Des réunions dites de continuité se sont aussi fait jour en 1963, en 1975, et plus récemment, quoique sous un autre vocable, en 2015 et 2024. Il s’est agi, à chaque fois, de discuter dans quelles conditions le Cercle allait continuer, transformer, voire arrêter ses activités ! Je vous renvoie à nos récents débats, du début de cette année, sur ce thème.
Un temps, des conférences qualifiées de pittoresques ont également été remarquées : l’organisation des expéditions de l’Himalaya, une voiture de sport française, ou l’Automobile et la place de la Concorde… Nous devrions peut-être nous laisser aller de temps à autre à quelques digressions similaires pour nous rafraîchir les idées…
Hommage aux Présidents successifs
Je ne peux pas clore cette partie rétrospective sans rendre un hommage particulier aux Présidents successifs du Cercle.
J’ai déjà cité Jean Aubert.

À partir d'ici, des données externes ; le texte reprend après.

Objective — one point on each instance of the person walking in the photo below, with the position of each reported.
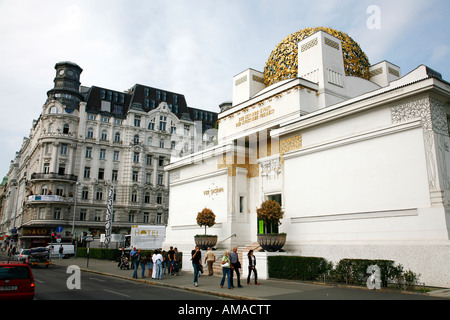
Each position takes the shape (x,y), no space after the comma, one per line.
(235,266)
(135,258)
(209,260)
(196,263)
(252,267)
(171,260)
(61,251)
(226,270)
(159,264)
(143,263)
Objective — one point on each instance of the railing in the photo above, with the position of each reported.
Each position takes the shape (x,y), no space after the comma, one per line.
(53,176)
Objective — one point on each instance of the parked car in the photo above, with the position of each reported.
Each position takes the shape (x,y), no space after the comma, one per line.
(22,255)
(16,281)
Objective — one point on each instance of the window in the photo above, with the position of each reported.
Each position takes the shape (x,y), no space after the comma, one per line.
(87,172)
(160,179)
(135,176)
(63,149)
(99,194)
(56,213)
(137,120)
(114,175)
(162,123)
(101,173)
(159,198)
(151,124)
(85,193)
(83,215)
(134,196)
(60,191)
(148,178)
(90,134)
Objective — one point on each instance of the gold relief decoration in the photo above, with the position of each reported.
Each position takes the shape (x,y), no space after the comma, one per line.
(283,61)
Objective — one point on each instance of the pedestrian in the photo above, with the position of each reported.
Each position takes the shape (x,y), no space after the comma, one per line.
(226,269)
(135,258)
(159,264)
(122,257)
(252,267)
(60,251)
(171,260)
(149,264)
(235,266)
(209,260)
(196,263)
(143,263)
(165,260)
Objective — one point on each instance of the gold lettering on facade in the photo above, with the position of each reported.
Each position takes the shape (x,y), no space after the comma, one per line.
(255,115)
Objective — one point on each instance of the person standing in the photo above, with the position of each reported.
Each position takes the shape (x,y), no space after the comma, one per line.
(171,260)
(252,267)
(196,263)
(209,260)
(226,270)
(135,258)
(235,266)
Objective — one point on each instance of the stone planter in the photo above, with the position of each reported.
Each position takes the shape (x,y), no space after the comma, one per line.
(272,242)
(205,241)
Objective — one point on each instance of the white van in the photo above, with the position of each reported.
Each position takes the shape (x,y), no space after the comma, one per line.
(68,250)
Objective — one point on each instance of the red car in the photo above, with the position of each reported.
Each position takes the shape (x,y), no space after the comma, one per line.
(16,281)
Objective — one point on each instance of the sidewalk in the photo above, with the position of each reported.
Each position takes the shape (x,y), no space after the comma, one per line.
(268,290)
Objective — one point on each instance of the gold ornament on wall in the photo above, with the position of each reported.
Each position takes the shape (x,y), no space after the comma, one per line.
(283,61)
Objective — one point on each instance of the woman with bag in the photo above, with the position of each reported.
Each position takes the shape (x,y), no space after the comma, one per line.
(226,269)
(252,267)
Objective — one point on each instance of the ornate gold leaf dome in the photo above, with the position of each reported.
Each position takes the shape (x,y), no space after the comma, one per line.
(283,61)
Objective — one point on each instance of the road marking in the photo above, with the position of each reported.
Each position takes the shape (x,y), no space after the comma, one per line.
(115,292)
(101,280)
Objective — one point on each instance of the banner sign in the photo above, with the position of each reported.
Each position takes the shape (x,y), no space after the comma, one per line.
(109,211)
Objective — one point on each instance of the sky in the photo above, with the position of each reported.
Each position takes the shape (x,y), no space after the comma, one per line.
(191,47)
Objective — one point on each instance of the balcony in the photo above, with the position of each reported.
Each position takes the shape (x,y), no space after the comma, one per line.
(54,176)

J’ajoute Roger Guibert DG de la SNCF et Président de SCETA, président du Cercle jusqu’en 1991, mais dont je n’ai pas retrouvé à quelle date exacte le mandat a débuté.
Il fut suivi par Guy Crescent, Président de Calberson et encore par Yves Dejou, PDG de Danzas France. Objectivement, nos archives, du moins celles faciles d’accès, ne nous ont pas laissé beaucoup d’éléments sur les activités entre 1980 et 2000. Je suis évidemment preneur de toute information que vous détiendriez à ce sujet.
L’ère Jean-Didier Blanchet (2000-2020)
C’est en 2000 que Jean-Didier Blanchet devient Président.
Il ouvre une période de 20 années, plus proche de nous. Et des témoins de cette épopée, ici présents, seraient bien plus habilités que moi pour en parler.
Au plan matériel, il y a eu les années fastes des réunions à l’Automobile Club, Place de la Concorde, puis quelques séances d’exil sur une péniche, une incursion dans les locaux de SETEC au quai de Bercy, avant de retrouver les dorures de l’Automobile Club de France… dont le barème n’était vraiment plus fait pour nous !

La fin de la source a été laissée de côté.